Immunogenicity risk assessment and mitigation for engineered antibody and protein therapeutics.

机构信息

Department of Antibody Engineering, Genentech, Inc., South San Francisco, CA, USA.

Department of BioAnalytical Sciences, Genentech, Inc., South San Francisco, CA, USA.

出版信息

Nat Rev Drug Discov. 2024 Dec;23(12):898-913. doi: 10.1038/s41573-024-01051-x. Epub 2024 Oct 18.

Abstract

Remarkable progress has been made in recent decades in engineering antibodies and other protein therapeutics, including enhancements to existing functions as well as the advent of novel molecules that confer biological activities previously unknown in nature. These protein therapeutics have brought major benefits to patients across multiple areas of medicine. One major ongoing challenge is that protein therapeutics can elicit unwanted immune responses (immunogenicity) in treated patients, including the generation of anti-drug antibodies. In rare and unpredictable cases, anti-drug antibodies can seriously compromise therapeutic safety and/or efficacy. Systematic deconvolution of this immunogenicity problem is confounded by the complexity of its many contributing factors and the inherent limitations of available experimental and computational methods. Nevertheless, continued progress with the assessment and mitigation of immunogenicity risk at the preclinical stage has the potential to reduce the incidence and severity of clinical immunogenicity events. This Review focuses on identifying key unsolved anti-drug antibody-related challenges and offers some pragmatic approaches towards addressing them.

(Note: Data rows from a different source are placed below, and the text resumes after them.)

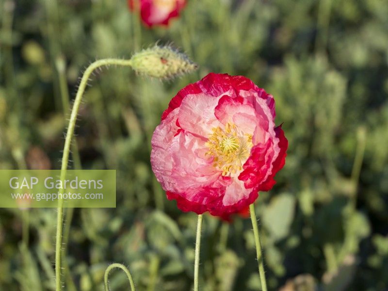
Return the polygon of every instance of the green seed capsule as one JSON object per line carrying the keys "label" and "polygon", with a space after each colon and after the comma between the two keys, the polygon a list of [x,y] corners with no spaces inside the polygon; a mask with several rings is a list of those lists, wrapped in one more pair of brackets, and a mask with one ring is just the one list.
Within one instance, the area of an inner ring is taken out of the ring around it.
{"label": "green seed capsule", "polygon": [[136,73],[160,79],[171,79],[190,73],[198,68],[185,54],[169,46],[144,49],[131,58]]}

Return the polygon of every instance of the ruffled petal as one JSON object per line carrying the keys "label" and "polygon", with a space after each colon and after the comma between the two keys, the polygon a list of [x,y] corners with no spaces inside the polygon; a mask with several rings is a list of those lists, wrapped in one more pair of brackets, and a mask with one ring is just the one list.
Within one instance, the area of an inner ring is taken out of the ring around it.
{"label": "ruffled petal", "polygon": [[259,122],[255,109],[246,99],[241,97],[223,96],[215,108],[214,115],[223,125],[233,122],[240,130],[250,134],[253,134]]}
{"label": "ruffled petal", "polygon": [[214,115],[214,108],[219,99],[219,97],[204,93],[187,96],[182,100],[178,114],[180,127],[193,134],[207,139],[212,129],[220,125]]}
{"label": "ruffled petal", "polygon": [[281,127],[275,129],[275,138],[259,144],[251,150],[251,156],[243,166],[239,179],[250,188],[258,186],[259,191],[268,191],[276,183],[276,173],[284,165],[288,142]]}

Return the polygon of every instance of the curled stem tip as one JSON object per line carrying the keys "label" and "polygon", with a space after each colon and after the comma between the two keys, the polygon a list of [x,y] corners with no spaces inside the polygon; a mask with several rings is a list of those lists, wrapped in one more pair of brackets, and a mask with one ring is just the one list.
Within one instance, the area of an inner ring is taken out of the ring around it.
{"label": "curled stem tip", "polygon": [[113,263],[113,264],[109,265],[105,270],[105,274],[104,275],[105,291],[109,291],[109,287],[108,285],[108,277],[109,275],[109,272],[110,272],[113,269],[115,268],[121,269],[124,271],[124,273],[127,275],[127,277],[128,278],[128,280],[129,281],[131,291],[135,291],[135,284],[133,284],[133,280],[132,279],[132,276],[130,275],[130,273],[125,266],[122,264],[119,264],[118,263]]}

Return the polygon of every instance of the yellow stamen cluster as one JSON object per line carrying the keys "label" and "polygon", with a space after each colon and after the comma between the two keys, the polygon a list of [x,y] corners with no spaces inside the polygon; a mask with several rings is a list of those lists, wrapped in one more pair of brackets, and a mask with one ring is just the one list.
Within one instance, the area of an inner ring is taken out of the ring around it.
{"label": "yellow stamen cluster", "polygon": [[230,177],[242,170],[253,146],[252,134],[244,133],[235,125],[228,122],[225,129],[212,129],[206,143],[207,155],[214,157],[213,166],[222,171],[222,175]]}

Examples are drawn mainly from antibodies, given that the majority of available clinical data are from this class of protein therapeutics. Plausible and seemingly tractable solutions are in sight for some immunogenicity problems, whereas other challenges will likely require completely new approaches.

摘要

近几十年来,在工程抗体和其他蛋白质治疗药物方面取得了显著进展,包括增强现有功能以及出现了以前自然界中未知的具有生物活性的新型分子。这些蛋白质治疗药物为医学多个领域的患者带来了重大益处。一个主要的持续挑战是,蛋白质治疗药物会在接受治疗的患者中引起不必要的免疫反应(免疫原性),包括产生抗药物抗体。在罕见且不可预测的情况下,抗药物抗体可能会严重影响治疗的安全性和/或疗效。由于其许多促成因素的复杂性以及现有实验和计算方法的固有局限性,系统地剖析这种免疫原性问题变得复杂。尽管如此,在临床前阶段继续评估和减轻免疫原性风险仍有可能降低临床免疫原性事件的发生率和严重程度。这篇综述重点介绍了确定与抗药物抗体相关的关键未解决挑战,并提供了一些解决这些问题的实用方法。这些例子主要来自抗体,因为大多数现有的临床数据都来自这一类蛋白质治疗药物。一些免疫原性问题似乎有合理且可行的解决方案,而其他挑战可能需要全新的方法。